Kolja Sam Pluemer

Really old UX research #1: Designing for Usability ( Gould & Lewis, 1985)

Summary, discussion and key facts of the classic User Experience research paper 'Designing for Usability: Key Principles and What Designers Think', Part 1.


Buckle up everybody, it’s time for some old school User Experience.

I have decided to read some of the foundational papers of my field, and today we are starting with Designing for Usability: Key Principles and What Designers Think.

The authors loose no time. First, they lay out three principles they recommend you use when your job is to create systems that are easy to learn, useful and easy and pleasant to use:

  1. Early Focus on Users and Tasks, as in: Understand your user in all aspects, from cognition to attitude, and what they are trying to do.
  2. Empirical Measurement, as in: Use prototypes to simulate the real thing and observe!
  3. Iterative Design, as in: Problems you find while doing the thing above can’t just be dismissed, so you must improve your design step by step.

Now, today you might call these principles a tad self-evident. But that’s like calling out Taxi Driver for character clichés. They invented this stuff. Not only them, of course, but still, this was 1985! Since they mention iterative design, here is a comparison: The Agile Manifesto, arguably a big driver of today’s common way of cyclic working, would not be written for another sixteen years.

A dinosaur dismissively dropping a stack of papers

“That is so obvious!”

Ironically, the researchers encountered a very similar reaction even back then - people were like “cool, but kinda obvious, innit?”

So what Gould and Lewis did next was very cheeky: They found themselves another group of system planners, programmers, designers and so on and asked them to just freely describe their approach to developing computer systems.

This answer was then scrutinized as to whether it contained the three principles:

Sketched chart showing how many people mention each principle in their design approach: 62% mention Principle 1, 40% mention Principle 2, 20% mention Principle 3


Even when interpreted generously, only sixteen percent of the answers included all three principles. And 26% mentioned none of them at all!

The authors are very careful to point out potential pitfalls of their method: What people say is not necessarily what people do, their principles are of course not an universal truth nor the only or best approach and so on.

Nonetheless, they rightfully point out that this might show that their principles are not so obvious after all. To the end of filling this gap, they offer specific clarifications and recommendations, such as:

  • To gain early focus on users, aim for understanding instead of just identifying or stereotyping users.
  • Direct contact is key.
  • Consistent working together with users is recommended over just having users “sign off”.
  • Be aware of the difference between user test and system test and do both.
  • Do usability tests, not sales pitches.
  • Have a process to actually incorporate learnings from user behavior into the building process instead of setting vague goals such as “should be user-friendly”.

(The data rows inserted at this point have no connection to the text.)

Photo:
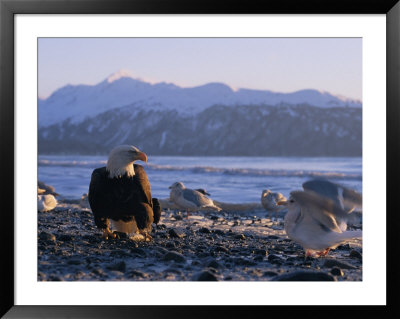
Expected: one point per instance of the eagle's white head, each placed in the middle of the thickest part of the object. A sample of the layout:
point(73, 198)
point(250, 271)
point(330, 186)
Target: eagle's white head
point(121, 159)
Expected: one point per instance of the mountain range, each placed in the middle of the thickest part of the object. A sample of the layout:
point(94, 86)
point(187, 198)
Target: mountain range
point(212, 119)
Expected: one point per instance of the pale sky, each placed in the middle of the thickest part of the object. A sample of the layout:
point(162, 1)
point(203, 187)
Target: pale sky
point(276, 64)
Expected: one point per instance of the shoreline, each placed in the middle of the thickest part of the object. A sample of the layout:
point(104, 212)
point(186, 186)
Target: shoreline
point(233, 245)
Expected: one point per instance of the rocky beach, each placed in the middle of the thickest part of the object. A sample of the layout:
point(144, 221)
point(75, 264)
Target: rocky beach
point(240, 243)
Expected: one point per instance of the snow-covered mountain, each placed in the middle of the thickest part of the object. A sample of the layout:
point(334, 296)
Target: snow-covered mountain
point(81, 102)
point(253, 130)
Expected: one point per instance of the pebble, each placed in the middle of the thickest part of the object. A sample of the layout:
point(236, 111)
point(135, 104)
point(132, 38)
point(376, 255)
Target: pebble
point(74, 262)
point(274, 259)
point(330, 263)
point(240, 236)
point(270, 273)
point(173, 233)
point(221, 249)
point(204, 230)
point(261, 252)
point(211, 251)
point(303, 275)
point(120, 266)
point(219, 232)
point(47, 237)
point(355, 254)
point(172, 255)
point(205, 275)
point(65, 237)
point(336, 271)
point(213, 264)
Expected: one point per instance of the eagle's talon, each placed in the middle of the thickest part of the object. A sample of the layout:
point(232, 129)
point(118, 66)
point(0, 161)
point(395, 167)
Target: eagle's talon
point(146, 235)
point(107, 233)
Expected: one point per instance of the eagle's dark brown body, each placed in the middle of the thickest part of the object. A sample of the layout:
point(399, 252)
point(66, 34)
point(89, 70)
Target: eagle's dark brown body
point(123, 198)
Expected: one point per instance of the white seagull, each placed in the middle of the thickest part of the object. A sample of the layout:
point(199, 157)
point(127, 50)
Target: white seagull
point(317, 222)
point(46, 202)
point(269, 201)
point(190, 199)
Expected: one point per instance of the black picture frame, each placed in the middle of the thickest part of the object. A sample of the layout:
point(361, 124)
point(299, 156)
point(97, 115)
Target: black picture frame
point(8, 10)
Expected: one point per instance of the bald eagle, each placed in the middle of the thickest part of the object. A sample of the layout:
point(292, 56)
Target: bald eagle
point(121, 193)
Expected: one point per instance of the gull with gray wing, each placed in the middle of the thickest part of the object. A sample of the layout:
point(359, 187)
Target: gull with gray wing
point(317, 222)
point(190, 199)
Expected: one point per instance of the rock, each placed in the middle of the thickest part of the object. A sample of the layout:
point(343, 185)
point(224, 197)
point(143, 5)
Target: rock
point(303, 275)
point(274, 259)
point(173, 233)
point(219, 232)
point(137, 273)
point(121, 266)
point(65, 237)
point(244, 262)
point(74, 261)
point(213, 264)
point(336, 271)
point(205, 276)
point(240, 236)
point(270, 273)
point(172, 255)
point(170, 245)
point(344, 247)
point(221, 249)
point(204, 230)
point(261, 252)
point(47, 237)
point(355, 254)
point(140, 251)
point(121, 235)
point(330, 263)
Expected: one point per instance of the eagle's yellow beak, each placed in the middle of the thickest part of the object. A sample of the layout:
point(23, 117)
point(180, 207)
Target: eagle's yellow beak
point(142, 156)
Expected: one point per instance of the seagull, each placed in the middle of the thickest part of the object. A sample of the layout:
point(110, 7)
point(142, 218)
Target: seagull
point(46, 202)
point(346, 198)
point(316, 222)
point(203, 191)
point(269, 201)
point(46, 189)
point(190, 199)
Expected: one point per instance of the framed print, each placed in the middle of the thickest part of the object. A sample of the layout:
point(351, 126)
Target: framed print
point(149, 146)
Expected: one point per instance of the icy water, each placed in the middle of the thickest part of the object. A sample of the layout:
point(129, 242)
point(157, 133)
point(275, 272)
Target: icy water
point(227, 179)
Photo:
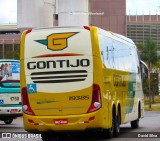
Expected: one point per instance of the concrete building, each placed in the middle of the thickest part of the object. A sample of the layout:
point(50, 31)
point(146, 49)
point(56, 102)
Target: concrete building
point(142, 27)
point(107, 14)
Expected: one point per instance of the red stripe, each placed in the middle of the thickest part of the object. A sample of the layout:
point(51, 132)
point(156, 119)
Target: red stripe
point(10, 81)
point(57, 55)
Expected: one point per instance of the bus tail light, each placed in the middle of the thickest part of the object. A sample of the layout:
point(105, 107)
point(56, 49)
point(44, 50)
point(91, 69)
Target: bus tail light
point(96, 99)
point(25, 102)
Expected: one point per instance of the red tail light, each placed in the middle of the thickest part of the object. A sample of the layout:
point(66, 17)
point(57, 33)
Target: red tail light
point(96, 99)
point(25, 102)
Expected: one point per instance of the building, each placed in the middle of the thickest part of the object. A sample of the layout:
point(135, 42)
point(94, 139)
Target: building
point(9, 40)
point(142, 27)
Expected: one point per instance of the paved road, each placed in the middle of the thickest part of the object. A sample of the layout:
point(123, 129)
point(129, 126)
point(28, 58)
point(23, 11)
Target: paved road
point(149, 126)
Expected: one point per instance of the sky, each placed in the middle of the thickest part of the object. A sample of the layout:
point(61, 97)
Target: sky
point(8, 9)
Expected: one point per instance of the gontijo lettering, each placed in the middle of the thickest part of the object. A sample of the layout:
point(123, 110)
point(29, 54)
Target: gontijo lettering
point(58, 64)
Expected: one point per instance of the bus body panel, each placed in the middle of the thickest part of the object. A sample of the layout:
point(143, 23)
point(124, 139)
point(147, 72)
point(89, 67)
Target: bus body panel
point(55, 106)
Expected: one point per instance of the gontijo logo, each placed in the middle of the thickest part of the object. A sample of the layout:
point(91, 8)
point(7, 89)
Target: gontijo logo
point(57, 41)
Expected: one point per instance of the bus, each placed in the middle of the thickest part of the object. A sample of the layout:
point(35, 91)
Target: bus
point(10, 97)
point(79, 79)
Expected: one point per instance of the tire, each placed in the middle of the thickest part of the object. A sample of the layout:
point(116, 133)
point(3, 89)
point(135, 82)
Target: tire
point(48, 136)
point(116, 125)
point(108, 133)
point(135, 124)
point(8, 121)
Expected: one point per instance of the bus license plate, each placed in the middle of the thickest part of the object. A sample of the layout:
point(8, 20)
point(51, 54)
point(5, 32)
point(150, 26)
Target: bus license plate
point(14, 110)
point(61, 121)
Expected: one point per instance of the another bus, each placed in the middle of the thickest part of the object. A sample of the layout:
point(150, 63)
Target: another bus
point(78, 79)
point(10, 97)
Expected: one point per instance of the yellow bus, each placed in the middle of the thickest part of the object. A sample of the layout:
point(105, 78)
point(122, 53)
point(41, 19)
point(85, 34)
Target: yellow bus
point(79, 79)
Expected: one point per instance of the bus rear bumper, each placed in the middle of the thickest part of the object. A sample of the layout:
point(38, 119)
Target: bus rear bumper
point(95, 120)
point(11, 112)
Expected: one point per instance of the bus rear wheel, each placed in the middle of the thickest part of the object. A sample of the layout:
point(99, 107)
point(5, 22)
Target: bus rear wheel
point(135, 123)
point(115, 129)
point(8, 121)
point(116, 125)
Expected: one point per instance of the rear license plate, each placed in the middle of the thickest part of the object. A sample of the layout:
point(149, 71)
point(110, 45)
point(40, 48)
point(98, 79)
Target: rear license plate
point(61, 121)
point(14, 110)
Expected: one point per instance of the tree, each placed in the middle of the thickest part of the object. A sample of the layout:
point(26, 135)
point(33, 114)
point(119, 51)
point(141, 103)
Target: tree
point(148, 53)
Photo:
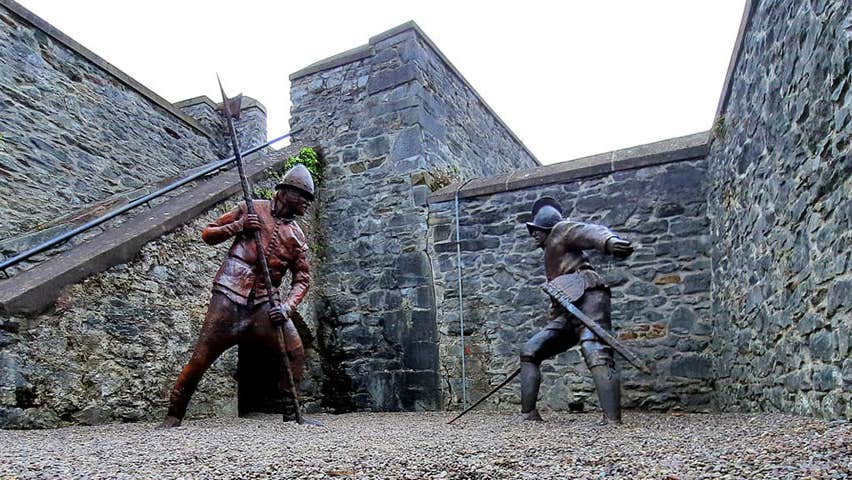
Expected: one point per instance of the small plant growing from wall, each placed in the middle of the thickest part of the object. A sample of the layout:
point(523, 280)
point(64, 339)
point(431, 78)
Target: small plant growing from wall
point(442, 177)
point(307, 157)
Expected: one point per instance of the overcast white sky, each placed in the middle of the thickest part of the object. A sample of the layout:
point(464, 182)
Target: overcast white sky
point(570, 78)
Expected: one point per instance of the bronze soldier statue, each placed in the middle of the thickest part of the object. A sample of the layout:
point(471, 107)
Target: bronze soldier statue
point(563, 242)
point(239, 310)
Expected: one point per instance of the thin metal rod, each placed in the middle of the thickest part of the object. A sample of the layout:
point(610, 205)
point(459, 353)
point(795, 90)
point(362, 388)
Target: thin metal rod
point(139, 201)
point(461, 298)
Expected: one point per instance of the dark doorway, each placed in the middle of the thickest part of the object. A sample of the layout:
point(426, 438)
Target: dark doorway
point(258, 371)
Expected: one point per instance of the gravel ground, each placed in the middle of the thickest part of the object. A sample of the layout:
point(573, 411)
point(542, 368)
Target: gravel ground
point(421, 445)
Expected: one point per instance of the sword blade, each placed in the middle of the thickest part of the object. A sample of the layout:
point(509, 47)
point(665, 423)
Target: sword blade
point(598, 330)
point(492, 392)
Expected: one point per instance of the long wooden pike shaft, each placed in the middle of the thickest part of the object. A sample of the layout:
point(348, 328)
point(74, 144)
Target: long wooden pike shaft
point(264, 266)
point(492, 392)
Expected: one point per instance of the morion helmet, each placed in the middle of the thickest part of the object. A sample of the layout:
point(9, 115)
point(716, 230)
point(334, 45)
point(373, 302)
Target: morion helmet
point(298, 177)
point(546, 213)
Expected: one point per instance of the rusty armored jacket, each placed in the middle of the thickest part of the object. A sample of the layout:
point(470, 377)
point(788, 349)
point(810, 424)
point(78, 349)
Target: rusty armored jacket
point(239, 277)
point(563, 254)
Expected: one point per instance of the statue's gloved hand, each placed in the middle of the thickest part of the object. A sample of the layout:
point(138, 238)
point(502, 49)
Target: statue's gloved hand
point(619, 247)
point(250, 223)
point(278, 315)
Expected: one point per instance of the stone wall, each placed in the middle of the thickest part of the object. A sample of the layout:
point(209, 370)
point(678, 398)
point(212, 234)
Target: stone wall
point(112, 346)
point(781, 209)
point(385, 117)
point(655, 196)
point(75, 130)
point(250, 127)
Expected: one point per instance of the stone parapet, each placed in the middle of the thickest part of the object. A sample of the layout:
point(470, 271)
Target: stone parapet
point(386, 118)
point(666, 151)
point(96, 60)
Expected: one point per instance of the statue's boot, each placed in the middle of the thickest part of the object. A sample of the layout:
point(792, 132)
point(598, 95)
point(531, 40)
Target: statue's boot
point(608, 385)
point(530, 384)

Sound advice, I would say. I am not sure there is a single one that wouldn’t be worth putting on a sticky-note.

A dinosaur being interviewed

Thanks Stable Diffusion for this interesting image of a user interview.

Very much enacting what they preach, the authors also offer several theories as to why people did not mention the three principles in their descriptions:

  • Designers might know and understand the principles, but question their worth.
  • They might also confuse similar (but different) ideas.
  • People might also estimate users as to be too similar or too different to be worth engaging with.
  • In a similar vain, researchers might question whether users even know what they need.
  • The belief that common sense, good tech and/or design guidelines suffice for good design might be another cause.
  • Also, user research might be considered unnecessary fine-tuning or a general waste of time.
  • At last, people might believe in the idea of “getting it right the first time”

I got to say, a lot of these are strangely reminiscent of resistance the UX designer of today might face. Amazing.

At this point, we are not even halfway through the paper. I think I am going to savor the rest for another blog post, since I am already amazed by the sheer quality and density of what was presented so far. Despite being released just one year after the first Macintosh, the paper offers amazingly timeless bits of advice. It’s also a case study of how to basically tell people that they are doing their shit wrong without being an ass about it.

The three principles are going into my UX learning flash cards, and the paper into my all-time favorites directory.

You will find part 2 right here once it exists.

Thanks for reading! This post is part of my series of reading and summarizing papers, mostly relating to UX. I use a casual tone because that’s the most fun to me. That means my interpretation of a given paper may be off. Or incomplete. Or plain wrong. Always think for yourself, and please, don’t cite this in an academic context. Use the original article instead. Cheers!